Entgegen dieser Selbstinszenierung ist Rhein-Main-Airport ein »ganz normales« kapitalistisches Großunternehmen und handelt nach allgemein üblichen betriebswirtschaftlichen Methoden und aus einer schlichten Interessenlage heraus: Erwirtschaftung von möglichst hohen Renditen bei möglichst niedrigen Personal- und Sachausgaben; dementsprechend werden Verschlechterungen der Konkurrenzbedingungen an die Beschäftigten weiter gegeben. Ziel der Flughafenerweiterung ist also keineswegs die Schaffung zusätzlicher Arbeitsplätze, im Gegenteil: je weniger Arbeitskosten, desto besser, desto profitabler. Der durch den Börsengang von FRAPORT eingeleitete Privatisierungsprozess wird diese Tendenz zunehmend klarer zutage treten lassen.

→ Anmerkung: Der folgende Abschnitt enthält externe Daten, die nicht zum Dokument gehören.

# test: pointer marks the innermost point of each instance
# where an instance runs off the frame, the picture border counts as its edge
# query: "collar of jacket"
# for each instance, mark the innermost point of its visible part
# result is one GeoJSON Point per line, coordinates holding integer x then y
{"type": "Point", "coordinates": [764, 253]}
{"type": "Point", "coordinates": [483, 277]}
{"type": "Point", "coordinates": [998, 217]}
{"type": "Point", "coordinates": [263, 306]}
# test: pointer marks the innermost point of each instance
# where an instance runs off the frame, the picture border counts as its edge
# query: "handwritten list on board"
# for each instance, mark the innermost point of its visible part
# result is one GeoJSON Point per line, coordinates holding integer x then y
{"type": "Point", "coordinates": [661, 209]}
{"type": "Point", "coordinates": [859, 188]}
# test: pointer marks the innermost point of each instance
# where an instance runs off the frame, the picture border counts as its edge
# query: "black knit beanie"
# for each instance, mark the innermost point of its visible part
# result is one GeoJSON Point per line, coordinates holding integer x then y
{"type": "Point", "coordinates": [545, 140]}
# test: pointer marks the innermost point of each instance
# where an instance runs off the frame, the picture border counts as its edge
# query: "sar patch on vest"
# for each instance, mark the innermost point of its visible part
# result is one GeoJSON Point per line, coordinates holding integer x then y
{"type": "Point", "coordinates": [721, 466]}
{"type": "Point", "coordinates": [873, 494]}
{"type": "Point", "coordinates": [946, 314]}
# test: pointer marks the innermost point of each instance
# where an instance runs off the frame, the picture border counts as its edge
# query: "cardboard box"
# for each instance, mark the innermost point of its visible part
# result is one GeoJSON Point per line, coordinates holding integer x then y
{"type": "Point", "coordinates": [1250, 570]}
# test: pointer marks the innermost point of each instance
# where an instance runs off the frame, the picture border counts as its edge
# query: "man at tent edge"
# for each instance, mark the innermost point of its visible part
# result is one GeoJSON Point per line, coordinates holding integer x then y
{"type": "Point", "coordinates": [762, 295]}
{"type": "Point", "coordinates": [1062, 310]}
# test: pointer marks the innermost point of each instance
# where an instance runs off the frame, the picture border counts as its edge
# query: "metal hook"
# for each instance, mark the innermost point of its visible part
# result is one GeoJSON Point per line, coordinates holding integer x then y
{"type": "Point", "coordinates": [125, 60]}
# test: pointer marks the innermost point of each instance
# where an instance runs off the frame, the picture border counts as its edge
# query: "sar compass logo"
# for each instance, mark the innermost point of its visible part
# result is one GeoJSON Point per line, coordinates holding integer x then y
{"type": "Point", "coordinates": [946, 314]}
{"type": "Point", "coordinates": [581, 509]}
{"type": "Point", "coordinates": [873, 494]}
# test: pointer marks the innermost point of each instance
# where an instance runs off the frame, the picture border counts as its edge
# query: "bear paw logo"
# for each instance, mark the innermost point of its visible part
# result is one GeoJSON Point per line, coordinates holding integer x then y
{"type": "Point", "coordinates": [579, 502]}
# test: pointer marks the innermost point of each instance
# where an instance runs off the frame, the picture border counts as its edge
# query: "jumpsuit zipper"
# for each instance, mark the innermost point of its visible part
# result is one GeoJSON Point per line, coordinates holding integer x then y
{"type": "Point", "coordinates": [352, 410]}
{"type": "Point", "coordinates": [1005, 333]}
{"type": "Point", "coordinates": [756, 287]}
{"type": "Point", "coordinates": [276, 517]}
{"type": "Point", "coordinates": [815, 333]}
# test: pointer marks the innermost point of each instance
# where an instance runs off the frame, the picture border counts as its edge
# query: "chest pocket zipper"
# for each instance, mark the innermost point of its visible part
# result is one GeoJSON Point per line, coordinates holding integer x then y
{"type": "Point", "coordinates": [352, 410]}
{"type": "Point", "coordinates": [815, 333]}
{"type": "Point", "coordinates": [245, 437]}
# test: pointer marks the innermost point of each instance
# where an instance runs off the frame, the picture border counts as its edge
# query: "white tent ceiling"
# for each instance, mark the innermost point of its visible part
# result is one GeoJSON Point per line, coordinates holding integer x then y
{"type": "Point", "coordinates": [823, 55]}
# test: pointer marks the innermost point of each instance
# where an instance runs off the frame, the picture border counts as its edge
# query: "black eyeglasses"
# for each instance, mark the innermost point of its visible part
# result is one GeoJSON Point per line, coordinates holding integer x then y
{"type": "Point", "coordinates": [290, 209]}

Nachtrag aus aktuellem Anlass:

Der gerade durch die Medien verbreiteten Auffassung, dass die FRAPORT-Beschäftigten sich angesichts des Gespensts »Globalisierung « sang- und klanglos den Zumutungen ihres Managements beugen müssten, widerlegt der jüngste Streik am Flughafen London-Heathrow. Hier gelang es den mit Entlassung bedrohten Beschäftigten des weltweit agierenden Cateringunternehmens Gate Gourmet, unterstützt durch einen »illegalen « Solidaritätsstreik großer Teile der Bodenangestellten der British Airways, »ihre« Unternehmensleitung massiv unter Druck zu setzen (s. express, S 1f.). Aufgrund eines 24-stündigen Ausstands brach der Flugverkehr von und nach Heathrow mitten in der Urlaubszeit für mehrere Tage komplett zusammen. »Niederschmetternd« (Handelsblatt, 24. August 2005) für British Airways und Anlass für gehässige Beschimpfung der »rückständigen« Belegschaften, aber auch ein deutliches Signal für die »beachtliche Produktionsmacht« [2] der Beschäftigten - gerade in den Sektoren des Luftverkehrs. Diese sollten sie sich nicht durch ein blindes Vertrauen auf die »Erfolge« eines eifrigen Co-Management ihrer Betriebsräte aus der Hand nehmen lassen.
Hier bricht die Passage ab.